Em seu mais novo jogo, o jogador pode perder entrevistados, arriscar a vida deles, pegar vírus e, finalmente, deixar de apresentar a reportagem a tempo, dependendo das escolhas feitas.

"O ponto de partida para o projeto sírio foi dizer: 'O seu clique realmente importa'", disse Ruhfus.

Ruhfus não é bem uma gamer, e o projeto sírio não começou como um jogo. Com a equipe de produção acrescentando elementos interativos, de repente, perceberam que se parecia muito com um.

Embora Ruhfus tenha anos de experiência na realização de documentários, games de notícias estão fora de sua zona de conforto. Ela colaborou com John Lau, um estudante graduado na Escola Nacional de Cinema e Televisão, em Londres. Lau, que estuda design de games, forneceu um novo olhar e uma maneira diferente de pensar, ela disse.

"Eu acho que tinha visto os problemas e sabia o que estava me incomodando, mas eu realmente precisava de alguém que entendesse a natureza dos problemas e conversar sobre isso. John fez isso", Ruhfus explicou.

Ruhfus disse que colaboração é essencial para qualquer projeto de jornalismo inovador. Sua experiência de jornalismo foi um trunfo, mas ela também contou com colaboradores mais jovens que tinham diferentes visões e foram particularmente bons nos aspectos técnicos da produção. Sua equipe foi composta de profissionais como Nataly Rios Goico, consultora criativa na Conductrr e cocriadora do #Hacked; Ilze Juhnevica e Zahra Warsame, que trabalharam a tempo parcial no design do jogo; Lau, que forneceu suas habilidades de game-making; e o hacker ético Ali Haidar, que ofereceu a sua experiência em "info-sec".

Testes com usuários desempenharam um papel fundamental na produção do jogo.
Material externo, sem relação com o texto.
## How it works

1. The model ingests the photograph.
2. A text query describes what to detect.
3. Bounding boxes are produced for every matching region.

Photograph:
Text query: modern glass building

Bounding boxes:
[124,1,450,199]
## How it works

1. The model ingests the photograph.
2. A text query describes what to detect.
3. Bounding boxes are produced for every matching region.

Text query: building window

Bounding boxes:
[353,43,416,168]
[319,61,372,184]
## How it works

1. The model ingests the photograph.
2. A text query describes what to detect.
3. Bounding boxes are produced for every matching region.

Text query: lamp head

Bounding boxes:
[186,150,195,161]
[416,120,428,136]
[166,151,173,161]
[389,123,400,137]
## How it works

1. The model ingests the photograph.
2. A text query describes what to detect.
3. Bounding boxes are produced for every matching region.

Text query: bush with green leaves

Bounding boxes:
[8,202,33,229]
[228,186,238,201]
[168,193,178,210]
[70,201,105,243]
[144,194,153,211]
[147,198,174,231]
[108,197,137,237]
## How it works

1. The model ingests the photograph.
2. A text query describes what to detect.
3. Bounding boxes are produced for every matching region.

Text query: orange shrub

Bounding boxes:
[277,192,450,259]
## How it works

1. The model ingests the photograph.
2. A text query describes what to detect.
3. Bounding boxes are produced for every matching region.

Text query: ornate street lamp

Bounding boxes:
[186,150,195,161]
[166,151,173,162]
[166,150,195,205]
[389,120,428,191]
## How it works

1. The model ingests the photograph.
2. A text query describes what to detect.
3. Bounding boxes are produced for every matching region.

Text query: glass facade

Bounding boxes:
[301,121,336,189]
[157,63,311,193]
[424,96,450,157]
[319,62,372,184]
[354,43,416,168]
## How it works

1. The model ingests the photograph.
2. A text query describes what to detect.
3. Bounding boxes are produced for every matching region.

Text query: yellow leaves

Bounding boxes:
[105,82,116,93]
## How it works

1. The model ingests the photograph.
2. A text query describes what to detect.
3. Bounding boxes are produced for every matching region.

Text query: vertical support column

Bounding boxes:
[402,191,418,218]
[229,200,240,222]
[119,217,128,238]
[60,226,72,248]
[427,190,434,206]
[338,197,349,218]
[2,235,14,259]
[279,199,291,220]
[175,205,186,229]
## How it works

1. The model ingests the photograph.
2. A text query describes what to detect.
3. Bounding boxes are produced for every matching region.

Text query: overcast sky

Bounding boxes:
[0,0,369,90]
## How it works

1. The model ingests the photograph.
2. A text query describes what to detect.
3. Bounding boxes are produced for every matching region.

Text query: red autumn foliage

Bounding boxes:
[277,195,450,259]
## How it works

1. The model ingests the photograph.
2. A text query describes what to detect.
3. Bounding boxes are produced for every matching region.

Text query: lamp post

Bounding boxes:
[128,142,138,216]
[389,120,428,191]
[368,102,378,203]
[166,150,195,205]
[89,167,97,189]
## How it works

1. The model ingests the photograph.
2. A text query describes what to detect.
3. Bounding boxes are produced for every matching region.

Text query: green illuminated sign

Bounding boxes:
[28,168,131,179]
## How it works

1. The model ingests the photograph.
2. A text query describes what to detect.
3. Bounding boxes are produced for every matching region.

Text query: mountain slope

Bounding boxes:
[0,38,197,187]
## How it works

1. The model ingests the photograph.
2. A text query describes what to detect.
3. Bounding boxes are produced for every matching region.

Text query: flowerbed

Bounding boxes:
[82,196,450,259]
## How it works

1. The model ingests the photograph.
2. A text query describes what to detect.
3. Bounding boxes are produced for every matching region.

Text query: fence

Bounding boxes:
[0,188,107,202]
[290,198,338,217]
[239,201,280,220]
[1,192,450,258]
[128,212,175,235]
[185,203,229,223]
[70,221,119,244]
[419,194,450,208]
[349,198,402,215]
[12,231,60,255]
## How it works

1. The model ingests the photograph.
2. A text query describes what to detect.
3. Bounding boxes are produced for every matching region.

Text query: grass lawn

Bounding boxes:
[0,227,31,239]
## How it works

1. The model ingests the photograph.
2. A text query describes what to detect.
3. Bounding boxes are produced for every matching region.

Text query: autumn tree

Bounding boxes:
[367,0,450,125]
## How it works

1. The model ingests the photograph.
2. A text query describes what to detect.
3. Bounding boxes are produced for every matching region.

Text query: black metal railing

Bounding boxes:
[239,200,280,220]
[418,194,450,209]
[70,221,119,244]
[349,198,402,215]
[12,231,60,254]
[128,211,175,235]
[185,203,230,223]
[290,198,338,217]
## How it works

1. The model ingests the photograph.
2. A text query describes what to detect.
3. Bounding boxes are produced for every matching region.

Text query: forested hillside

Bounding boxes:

Apesar da necessidade, Ruhfus disse que era difícil de assistir, às vezes.

"Você vê o que está errado e isso é realmente muito doloroso e instrutivo, porque você percebe que tudo o que pensou que era claro não estava claro de modo algum", disse ela.

Mesmo antes de iniciar a produção, ela visitou estudantes de  jornalismo e design de game para ouvir as suas opiniões. Ela encontrou com eles novamente no meio de produção, quando sua equipe fez o roteiro do  #Hacked. Ela finalmente testou-o com os alunos que não estavam envolvidos no processo.

Um dos maiores desafios enfrentados por Ruhfus foi tornar o jogo divertido e bom jornalisticamente. Ruhfus queria que o jogo fosse factual e com base no trabalho real que ela fez para a sua própria investigação em 2015.

"Eu acho que a decisão mais difícil foi o número de elementos do jogo para colocar e quando dizer chega antes de se tornar ficcional demais", disse ela. "Quando faço um filme, faço uma experiência de usuário -- mas isso é uma convenção estabelecida. O problema com este formato é que tivemos de estabelecer as nossas próprias convenções e enfatizar que isso é real e que ainda é jornalismo."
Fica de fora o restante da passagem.